Angel investors will often assess valuations both by themselves and as part of an angel investment group. This results in a collective due diligence process that aims to arrive at fair valuations via both group management and angels with diverse backgrounds. The benefit to founders is that if one angel refers you to their group, other angels in the group will often invest as well.
Understand the market
When you look for investments, ensure your valuation is realistic for the type of innovation and market segment, and is aligned with the state of the economy.
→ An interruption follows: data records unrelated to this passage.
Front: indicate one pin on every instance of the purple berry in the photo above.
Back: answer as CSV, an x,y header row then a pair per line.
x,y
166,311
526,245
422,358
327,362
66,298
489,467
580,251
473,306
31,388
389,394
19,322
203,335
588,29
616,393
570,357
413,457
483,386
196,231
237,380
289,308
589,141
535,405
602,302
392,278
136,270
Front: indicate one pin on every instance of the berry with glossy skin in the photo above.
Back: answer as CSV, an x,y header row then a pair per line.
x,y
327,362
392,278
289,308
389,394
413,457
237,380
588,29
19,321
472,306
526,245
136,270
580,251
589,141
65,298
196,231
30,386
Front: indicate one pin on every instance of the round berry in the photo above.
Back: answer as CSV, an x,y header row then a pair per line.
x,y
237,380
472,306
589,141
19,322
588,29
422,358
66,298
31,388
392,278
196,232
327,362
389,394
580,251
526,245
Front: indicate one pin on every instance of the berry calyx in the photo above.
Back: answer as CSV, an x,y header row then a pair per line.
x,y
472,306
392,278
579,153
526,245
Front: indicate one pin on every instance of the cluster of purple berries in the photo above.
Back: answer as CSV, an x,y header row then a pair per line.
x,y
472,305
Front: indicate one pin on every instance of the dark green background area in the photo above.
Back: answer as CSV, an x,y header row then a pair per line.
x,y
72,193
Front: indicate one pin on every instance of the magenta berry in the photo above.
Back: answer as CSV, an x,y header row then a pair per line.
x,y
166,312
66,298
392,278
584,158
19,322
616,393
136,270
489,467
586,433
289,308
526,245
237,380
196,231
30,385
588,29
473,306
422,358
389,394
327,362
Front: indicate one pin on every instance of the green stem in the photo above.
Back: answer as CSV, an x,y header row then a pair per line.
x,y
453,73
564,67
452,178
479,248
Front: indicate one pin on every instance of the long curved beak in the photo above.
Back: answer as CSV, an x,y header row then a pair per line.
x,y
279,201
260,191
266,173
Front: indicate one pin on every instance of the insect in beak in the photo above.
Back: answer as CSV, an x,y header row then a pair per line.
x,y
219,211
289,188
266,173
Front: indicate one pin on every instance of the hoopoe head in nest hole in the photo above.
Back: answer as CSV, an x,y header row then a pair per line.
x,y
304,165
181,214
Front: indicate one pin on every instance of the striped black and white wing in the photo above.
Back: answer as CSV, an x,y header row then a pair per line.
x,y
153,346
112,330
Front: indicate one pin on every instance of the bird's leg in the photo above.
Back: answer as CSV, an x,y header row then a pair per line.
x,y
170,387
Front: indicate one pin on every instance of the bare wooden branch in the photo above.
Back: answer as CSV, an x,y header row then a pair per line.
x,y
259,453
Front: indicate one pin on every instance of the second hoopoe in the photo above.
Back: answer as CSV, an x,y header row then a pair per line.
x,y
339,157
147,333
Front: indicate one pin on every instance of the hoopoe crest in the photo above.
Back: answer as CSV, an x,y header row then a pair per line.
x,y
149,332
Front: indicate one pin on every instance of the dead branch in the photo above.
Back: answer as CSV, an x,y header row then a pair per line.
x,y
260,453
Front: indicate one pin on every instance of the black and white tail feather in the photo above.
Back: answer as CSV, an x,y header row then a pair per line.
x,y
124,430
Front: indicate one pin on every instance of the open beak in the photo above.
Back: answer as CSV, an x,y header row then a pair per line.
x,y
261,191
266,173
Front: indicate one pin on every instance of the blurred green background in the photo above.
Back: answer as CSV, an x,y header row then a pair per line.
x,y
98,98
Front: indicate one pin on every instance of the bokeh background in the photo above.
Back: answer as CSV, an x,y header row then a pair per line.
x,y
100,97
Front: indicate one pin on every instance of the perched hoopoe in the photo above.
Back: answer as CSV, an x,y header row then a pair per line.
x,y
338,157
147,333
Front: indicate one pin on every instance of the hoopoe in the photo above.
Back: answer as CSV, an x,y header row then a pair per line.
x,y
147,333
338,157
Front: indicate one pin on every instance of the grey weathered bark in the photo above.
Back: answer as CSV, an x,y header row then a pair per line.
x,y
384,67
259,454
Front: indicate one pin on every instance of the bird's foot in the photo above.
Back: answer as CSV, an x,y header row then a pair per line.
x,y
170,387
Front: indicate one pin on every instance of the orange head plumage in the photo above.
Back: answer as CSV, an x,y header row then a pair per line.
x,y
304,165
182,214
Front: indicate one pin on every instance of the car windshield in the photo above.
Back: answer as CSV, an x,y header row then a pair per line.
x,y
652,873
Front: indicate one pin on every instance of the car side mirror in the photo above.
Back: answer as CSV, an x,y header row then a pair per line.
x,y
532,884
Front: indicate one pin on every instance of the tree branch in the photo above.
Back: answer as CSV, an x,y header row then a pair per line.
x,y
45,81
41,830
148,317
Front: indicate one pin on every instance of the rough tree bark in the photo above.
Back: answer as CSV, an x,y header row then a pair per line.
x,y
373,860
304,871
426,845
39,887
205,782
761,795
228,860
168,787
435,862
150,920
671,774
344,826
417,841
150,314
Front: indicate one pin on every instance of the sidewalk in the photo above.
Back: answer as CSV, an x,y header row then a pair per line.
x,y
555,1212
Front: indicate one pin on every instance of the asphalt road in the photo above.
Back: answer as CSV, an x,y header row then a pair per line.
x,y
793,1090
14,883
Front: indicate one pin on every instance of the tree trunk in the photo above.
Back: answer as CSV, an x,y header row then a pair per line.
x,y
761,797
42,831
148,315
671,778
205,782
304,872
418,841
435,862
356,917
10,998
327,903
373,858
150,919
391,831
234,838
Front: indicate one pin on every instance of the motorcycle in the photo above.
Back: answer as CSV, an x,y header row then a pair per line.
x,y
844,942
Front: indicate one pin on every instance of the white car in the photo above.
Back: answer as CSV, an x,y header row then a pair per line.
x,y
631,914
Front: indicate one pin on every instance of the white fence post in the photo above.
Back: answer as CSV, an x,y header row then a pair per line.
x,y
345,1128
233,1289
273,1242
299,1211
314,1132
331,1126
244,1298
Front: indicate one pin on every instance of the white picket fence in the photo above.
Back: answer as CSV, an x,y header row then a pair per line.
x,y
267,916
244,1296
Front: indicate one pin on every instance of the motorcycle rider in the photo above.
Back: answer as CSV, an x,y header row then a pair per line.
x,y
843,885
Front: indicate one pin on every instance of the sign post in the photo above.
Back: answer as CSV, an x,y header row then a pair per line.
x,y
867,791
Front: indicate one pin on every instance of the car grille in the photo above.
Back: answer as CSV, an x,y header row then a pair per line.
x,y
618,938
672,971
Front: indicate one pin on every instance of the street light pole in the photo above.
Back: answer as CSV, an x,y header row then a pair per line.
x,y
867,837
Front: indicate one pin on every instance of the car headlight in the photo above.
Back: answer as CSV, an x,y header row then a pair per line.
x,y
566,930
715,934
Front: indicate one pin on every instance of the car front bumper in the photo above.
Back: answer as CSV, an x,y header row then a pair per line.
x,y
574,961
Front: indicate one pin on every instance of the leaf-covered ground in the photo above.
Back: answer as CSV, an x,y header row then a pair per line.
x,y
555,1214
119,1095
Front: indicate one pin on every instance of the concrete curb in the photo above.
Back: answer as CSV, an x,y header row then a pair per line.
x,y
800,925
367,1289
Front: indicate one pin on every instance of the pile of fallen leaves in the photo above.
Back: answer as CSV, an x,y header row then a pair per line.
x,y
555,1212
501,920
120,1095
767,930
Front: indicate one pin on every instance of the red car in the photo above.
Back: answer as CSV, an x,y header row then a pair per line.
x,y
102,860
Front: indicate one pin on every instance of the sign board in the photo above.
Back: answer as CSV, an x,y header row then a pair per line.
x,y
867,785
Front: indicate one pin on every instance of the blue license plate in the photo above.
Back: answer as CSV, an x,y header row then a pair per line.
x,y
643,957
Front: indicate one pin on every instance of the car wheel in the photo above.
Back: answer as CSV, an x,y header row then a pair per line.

While assessing prospective investments, I ensure it’s a product or service that I care deeply about and educate myself about the company’s market. I want to see a fair valuation of the business and a well-defined market worth at least $100 million. I also assess whether the product or service has a significant advantage versus the competition.
To determine your valuation, you need to understand your market.
If your company has a minimum market threshold of $100 million in a large total addressable market (TAM), clearly explain how your company’s innovation solves a huge problem in a space that has no solutions or is substantially better than existing products and whether it can scale rapidly.
Determine your company’s valuation
When I’m considering an investment, “What’s your valuation?” is one of the first questions I ask.
Valuation has two primary concepts: pre-money and post-money.
Pre-money valuation is the value of the company prior to an investment, and post-money valuation denotes what it’s worth after investment.